I caffè della morte, un’idea sensata
Tutto è cominciato con l’idea del sociologo svizzero Bernard Crettaz, professore nel 1989 presso l’Università di Ginevra. L’uomo organizzò un’esposizione chiamata “ultimo sospiro” e la risposta fu entusiastica. Il primo dato che emerse dopo l’evento è che esisteva un altissimo numero di giovani che voleva parlare di morte, ma che non aveva la possibilità per farlo.
Per questo, nel 2004 lo stesso Crettaz realizzò un primo incontro che denominò “Cafè Mortel”. Lo scopo era proprio quello di aprire uno spazio per chiacchierare sulla morte. Parteciparono 250 persone. Si iniziò con un aperitivo di benvenuto per poi dare il via alla conversazione, durata per più di due. Subito dopo, ci fu uno scambio di idee. Le uniche regole erano quelle di parlare con sincerità e rispettare l’opinione altrui.
L’idea risultò talmente interessante e di successo che fu subito replicata in diverse parti del mondo. Oggi si contano in totale 4.403 death cafè presenti in 48 paesi di tutti i continenti.
Perché parlare della morte?
Molte persone credono che parlare della morte sia un modo per amareggiare la propria vita senza motivo. Questo punto di vista, più che rappresentare una verità, dimostra un timore e un’angoscia celati che, anziché essere affrontati, si cerca di nascondere sotto al tappeto.
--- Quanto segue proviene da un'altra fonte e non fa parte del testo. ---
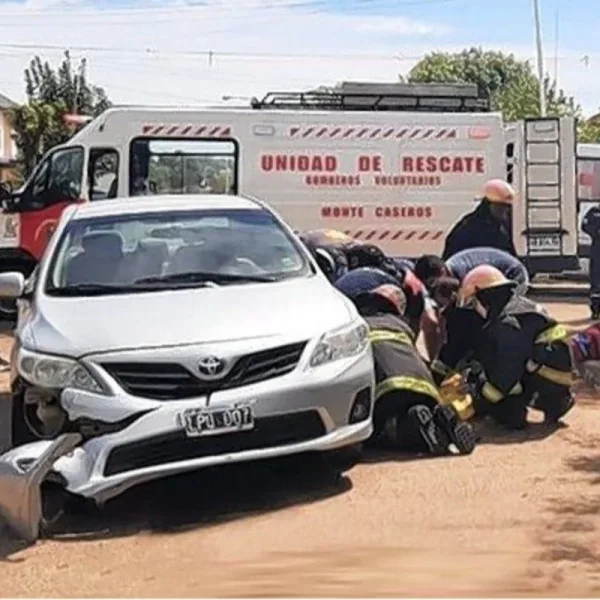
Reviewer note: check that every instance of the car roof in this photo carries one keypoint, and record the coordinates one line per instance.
(166, 203)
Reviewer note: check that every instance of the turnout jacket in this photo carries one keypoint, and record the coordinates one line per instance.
(398, 364)
(523, 351)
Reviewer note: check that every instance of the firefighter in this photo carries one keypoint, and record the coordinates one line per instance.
(445, 329)
(408, 413)
(512, 268)
(522, 357)
(488, 225)
(365, 279)
(591, 226)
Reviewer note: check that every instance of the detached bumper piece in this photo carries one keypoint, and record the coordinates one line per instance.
(20, 484)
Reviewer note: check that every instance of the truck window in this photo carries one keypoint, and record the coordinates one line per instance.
(58, 179)
(165, 166)
(510, 166)
(103, 173)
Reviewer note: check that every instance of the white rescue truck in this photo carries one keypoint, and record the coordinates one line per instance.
(395, 165)
(588, 173)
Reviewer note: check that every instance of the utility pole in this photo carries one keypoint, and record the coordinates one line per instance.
(540, 55)
(556, 32)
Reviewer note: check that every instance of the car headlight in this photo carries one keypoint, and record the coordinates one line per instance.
(341, 343)
(55, 372)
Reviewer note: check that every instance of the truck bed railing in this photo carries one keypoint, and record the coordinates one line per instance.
(379, 97)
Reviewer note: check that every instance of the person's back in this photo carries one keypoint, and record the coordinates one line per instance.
(523, 353)
(407, 411)
(488, 225)
(464, 261)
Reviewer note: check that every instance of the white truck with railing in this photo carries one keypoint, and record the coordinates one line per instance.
(396, 165)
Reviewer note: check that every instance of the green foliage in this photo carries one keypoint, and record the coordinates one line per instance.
(589, 132)
(51, 94)
(510, 83)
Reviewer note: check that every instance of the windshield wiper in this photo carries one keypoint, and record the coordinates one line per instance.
(91, 289)
(205, 277)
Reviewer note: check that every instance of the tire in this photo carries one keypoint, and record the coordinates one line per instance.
(343, 459)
Non c’è nulla di più reale nella vita della morte. Così come nulla di più ineluttabile. Tutti noi esseri umani passeremo per quella fase e vedremo persone amate andarsene nell’oscurità.
Parlare della morte può generare una certa ansia all’inizio, dato che si tasta a parole un terreno che non siamo abituati a percorrere. Tuttavia, aprendo la mente all’argomento e opponendo resistenza alla paura, con il tempo il tema entrerà a far parte della normalità. Per coloro che devono fare i conti con una malattia o che convivono con una persona malata, affrontare direttamente il tema ha l’effetto di un balsamo. Contribuisce a nutrire la serenità e la forza di fronte ai fatti.
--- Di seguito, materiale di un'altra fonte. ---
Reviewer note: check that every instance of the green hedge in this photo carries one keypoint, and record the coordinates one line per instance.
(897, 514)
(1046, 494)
Anche chi è sano e vive la morte da lontano può trarre dei benefici dall’argomento. In primis, l’aspetto tabù del tema. Imparare ad accettare l’idea che la morte esiste senza paura. Questo si trasformerà poi in una risorsa molto importante quando la vita propria o quella di un essere caro entrerà nella sua fase finale. Parlare di questo, anziché generare dolore, lo elude. E serve anche a dare un valore e un senso maggiore alla vita stessa.
Emma Kenny, rinomata psicologa britannica, dice al riguardo qualcosa che calza a pennello: “Passiamo molto del nostro tempo distanziandoci dalla morte e pensando sia qualcosa che succede agli altri. Una delle cose più difficili per le persone è riconoscere la vulnerabilità della vita”. Paradossalmente, è in quella vulnerabilità che si trova una prospettiva arricchente che ci consente di vedere gran parte della bellezza racchiusa nella vita stessa e che perdiamo allontanandoci simbolicamente dalla morte.